Buku adalah lambang peradaban. Semakin maju sebuah peradaban, maka tingkat kebutuhannya kepada buku semakin tinggi. Begitupun sebaliknya; sebuah masyarakat yang acuh terhadap buku bergizi dan sibuk dengan buku murahan secara konten, maka mustahil bagi masyarakat itu untuk merebut sebuah peradaban yang dibahsakan oleh al-Qur’an dengan frasa; dipergilirkan.
Membincang kualitas sebuah buku, mustahil melepaskannya dari peran penerbit yang merupakan produsen buku. Dewasa ini, penerbitan sudah beralih dari usaha rumahan menjadi sebuah industri bisnis dengan keuntungan yang amat menjanjikan.
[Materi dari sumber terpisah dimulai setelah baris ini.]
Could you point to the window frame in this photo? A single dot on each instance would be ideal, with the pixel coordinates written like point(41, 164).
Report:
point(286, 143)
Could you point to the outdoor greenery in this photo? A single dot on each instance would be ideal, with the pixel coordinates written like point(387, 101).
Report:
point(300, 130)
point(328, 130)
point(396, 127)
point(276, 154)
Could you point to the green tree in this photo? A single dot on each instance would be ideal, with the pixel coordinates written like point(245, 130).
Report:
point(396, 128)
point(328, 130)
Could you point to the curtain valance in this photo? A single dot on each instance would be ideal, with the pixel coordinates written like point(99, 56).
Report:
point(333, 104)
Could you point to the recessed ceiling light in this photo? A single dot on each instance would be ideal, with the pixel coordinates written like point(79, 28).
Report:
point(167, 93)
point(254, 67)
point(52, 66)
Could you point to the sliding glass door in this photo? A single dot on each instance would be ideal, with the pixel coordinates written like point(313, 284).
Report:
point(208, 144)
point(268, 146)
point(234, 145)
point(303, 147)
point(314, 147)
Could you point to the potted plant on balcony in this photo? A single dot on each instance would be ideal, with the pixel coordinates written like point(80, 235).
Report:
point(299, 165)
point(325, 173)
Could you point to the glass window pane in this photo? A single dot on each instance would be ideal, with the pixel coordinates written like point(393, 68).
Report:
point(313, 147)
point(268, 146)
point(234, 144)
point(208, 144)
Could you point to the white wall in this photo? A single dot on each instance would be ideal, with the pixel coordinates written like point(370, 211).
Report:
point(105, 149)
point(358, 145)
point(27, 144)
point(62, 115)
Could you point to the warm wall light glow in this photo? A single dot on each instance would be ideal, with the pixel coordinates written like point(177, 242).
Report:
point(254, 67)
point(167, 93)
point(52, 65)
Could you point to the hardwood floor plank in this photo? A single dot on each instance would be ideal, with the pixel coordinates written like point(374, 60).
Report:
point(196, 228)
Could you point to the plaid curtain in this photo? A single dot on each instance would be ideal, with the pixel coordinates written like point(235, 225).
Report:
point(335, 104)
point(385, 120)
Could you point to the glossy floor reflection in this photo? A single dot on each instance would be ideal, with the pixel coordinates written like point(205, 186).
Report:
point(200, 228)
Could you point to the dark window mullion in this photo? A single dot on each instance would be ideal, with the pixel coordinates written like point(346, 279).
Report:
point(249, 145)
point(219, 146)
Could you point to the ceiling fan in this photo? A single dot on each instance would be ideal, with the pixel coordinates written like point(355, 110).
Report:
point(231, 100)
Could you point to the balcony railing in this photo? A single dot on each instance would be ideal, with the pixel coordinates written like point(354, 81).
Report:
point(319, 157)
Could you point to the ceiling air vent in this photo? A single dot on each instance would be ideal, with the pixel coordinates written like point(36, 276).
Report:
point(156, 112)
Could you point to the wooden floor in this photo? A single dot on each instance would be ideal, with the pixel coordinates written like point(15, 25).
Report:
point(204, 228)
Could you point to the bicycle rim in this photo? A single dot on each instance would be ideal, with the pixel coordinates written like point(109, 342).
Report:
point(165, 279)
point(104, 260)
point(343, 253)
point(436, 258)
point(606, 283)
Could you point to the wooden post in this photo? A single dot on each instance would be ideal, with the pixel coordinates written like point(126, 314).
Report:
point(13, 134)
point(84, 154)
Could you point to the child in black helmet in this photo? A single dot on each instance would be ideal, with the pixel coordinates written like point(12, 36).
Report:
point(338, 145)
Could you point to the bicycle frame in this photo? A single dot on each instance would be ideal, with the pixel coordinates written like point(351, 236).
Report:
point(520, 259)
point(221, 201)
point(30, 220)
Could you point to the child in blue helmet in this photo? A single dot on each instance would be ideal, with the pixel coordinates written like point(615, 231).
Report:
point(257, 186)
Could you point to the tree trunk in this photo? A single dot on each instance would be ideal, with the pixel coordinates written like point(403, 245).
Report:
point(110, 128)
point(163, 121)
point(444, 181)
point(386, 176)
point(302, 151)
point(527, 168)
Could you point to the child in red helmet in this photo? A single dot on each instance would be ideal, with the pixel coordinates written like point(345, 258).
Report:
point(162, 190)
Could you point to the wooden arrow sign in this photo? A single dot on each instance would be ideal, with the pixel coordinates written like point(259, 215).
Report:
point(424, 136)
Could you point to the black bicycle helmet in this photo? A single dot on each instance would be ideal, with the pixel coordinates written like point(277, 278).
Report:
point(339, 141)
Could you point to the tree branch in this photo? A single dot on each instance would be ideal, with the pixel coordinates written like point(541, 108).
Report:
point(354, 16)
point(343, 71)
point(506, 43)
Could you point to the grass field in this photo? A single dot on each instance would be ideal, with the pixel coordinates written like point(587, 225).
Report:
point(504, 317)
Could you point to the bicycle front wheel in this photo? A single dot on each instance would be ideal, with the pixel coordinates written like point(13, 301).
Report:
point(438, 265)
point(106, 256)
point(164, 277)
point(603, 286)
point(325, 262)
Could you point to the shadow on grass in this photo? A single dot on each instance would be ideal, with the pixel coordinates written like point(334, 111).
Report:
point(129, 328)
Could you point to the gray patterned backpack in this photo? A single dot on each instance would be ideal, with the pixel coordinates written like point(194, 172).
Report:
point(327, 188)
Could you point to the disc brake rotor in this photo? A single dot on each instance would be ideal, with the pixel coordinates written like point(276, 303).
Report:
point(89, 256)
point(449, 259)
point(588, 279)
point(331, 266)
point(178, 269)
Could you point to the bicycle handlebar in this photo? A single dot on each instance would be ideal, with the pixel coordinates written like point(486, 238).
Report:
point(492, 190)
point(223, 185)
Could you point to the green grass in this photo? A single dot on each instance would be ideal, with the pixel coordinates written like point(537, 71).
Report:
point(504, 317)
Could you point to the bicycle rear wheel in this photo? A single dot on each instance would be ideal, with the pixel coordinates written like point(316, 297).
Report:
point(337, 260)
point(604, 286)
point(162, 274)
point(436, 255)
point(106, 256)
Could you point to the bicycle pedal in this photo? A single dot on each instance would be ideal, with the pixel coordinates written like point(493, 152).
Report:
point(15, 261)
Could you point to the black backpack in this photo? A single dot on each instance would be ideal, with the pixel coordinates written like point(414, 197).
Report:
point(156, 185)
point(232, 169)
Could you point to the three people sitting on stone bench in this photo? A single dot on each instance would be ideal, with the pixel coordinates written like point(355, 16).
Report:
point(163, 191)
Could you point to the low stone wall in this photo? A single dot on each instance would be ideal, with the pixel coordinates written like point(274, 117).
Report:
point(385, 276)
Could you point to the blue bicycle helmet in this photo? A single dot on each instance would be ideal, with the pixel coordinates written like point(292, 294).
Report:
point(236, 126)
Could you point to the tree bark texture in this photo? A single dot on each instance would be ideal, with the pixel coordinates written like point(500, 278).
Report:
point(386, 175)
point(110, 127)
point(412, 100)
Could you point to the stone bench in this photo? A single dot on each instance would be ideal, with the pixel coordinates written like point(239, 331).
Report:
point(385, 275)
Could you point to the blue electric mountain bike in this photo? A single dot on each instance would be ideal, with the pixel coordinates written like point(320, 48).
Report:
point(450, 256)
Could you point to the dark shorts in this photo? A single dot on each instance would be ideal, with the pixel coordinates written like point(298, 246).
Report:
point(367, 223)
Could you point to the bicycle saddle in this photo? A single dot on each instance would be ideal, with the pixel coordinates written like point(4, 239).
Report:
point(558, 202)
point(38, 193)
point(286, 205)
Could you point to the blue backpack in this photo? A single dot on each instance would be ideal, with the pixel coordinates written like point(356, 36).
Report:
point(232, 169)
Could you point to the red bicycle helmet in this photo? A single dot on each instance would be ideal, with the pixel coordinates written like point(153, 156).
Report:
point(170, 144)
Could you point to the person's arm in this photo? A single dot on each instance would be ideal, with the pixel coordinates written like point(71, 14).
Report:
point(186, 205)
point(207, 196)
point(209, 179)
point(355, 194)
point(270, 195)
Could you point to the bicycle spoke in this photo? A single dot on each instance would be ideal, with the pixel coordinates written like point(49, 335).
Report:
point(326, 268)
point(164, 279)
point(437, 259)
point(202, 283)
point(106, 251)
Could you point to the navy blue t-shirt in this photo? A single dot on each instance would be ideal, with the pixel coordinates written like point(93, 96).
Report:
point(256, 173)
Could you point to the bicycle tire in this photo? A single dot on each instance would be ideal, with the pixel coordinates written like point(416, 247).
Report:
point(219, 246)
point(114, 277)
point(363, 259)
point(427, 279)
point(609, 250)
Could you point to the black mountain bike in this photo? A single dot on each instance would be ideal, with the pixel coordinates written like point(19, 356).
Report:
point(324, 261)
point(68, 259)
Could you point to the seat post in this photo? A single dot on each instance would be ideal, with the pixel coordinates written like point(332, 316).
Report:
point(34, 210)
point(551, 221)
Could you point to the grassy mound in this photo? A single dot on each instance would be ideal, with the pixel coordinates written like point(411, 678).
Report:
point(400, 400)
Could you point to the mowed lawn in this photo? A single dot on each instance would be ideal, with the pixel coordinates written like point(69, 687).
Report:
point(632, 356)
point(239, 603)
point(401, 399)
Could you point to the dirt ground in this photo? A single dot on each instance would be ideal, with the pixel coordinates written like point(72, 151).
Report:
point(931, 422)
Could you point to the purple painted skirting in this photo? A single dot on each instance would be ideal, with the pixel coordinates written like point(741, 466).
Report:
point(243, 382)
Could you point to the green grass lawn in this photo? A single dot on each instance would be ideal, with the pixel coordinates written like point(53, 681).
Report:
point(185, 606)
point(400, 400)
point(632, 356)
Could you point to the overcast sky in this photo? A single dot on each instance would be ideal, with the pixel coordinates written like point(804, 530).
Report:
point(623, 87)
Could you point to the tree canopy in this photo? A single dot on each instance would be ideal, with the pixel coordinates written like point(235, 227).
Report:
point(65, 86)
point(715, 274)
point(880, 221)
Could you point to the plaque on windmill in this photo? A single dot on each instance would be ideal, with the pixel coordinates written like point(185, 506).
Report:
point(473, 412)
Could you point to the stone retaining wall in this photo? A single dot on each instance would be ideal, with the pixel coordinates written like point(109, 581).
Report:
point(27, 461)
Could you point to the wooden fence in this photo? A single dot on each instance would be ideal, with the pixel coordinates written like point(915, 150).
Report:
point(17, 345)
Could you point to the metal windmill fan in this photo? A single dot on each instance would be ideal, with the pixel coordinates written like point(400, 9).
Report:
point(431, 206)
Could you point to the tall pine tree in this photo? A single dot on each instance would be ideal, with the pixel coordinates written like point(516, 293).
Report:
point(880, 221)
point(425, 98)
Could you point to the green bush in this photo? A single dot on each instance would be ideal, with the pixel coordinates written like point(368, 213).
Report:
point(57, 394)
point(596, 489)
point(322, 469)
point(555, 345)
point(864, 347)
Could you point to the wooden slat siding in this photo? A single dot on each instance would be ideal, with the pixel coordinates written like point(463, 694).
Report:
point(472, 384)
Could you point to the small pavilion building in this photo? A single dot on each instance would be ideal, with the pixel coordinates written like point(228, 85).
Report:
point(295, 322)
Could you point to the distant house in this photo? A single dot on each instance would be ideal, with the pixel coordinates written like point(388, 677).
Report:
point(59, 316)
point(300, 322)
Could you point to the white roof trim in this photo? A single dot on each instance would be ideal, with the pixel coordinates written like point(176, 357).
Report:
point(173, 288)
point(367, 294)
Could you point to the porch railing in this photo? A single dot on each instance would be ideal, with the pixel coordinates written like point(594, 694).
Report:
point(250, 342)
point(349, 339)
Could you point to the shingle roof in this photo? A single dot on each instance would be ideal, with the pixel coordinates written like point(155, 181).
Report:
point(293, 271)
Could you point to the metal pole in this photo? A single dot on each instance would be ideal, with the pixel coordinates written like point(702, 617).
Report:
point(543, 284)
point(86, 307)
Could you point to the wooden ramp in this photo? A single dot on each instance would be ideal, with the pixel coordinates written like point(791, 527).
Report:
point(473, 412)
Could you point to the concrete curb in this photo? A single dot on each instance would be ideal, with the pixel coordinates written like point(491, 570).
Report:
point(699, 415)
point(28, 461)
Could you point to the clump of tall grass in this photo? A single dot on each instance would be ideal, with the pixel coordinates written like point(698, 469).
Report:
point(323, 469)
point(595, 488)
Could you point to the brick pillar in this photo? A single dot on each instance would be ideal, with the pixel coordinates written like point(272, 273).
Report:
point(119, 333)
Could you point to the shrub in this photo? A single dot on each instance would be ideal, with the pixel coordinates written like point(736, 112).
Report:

Sedikit ulasan saja, dalam sekali cetak buku, dimana penerbit biasa meproduksi di kisaran 3.000 sampai 5.000 eksemplar perjudul. Jika biaya produksi per eksemplar adalah Rp 25.000,- maka biaya produksinya sudah mencapai angka Rp 75.000.000,- sampai Rp 125.000.000,-
Jika buku dengan biaya cetak Rp 25.000,- itu dijual di pasaran dengan harga Rp 100.000,- per eksemplar, maka didapat angka penjualan sebanyak Rp 300.000.000,- hingga Rp 500.000.000,-
Belum lagi menghitung gaji awak penerbit hingga bagian poduksi dan seterusnya. Jika kita meneliti sampai bawah -tingkat distributor terkecil-, maka dari satu buku saja bisa menghidupi banyak individu.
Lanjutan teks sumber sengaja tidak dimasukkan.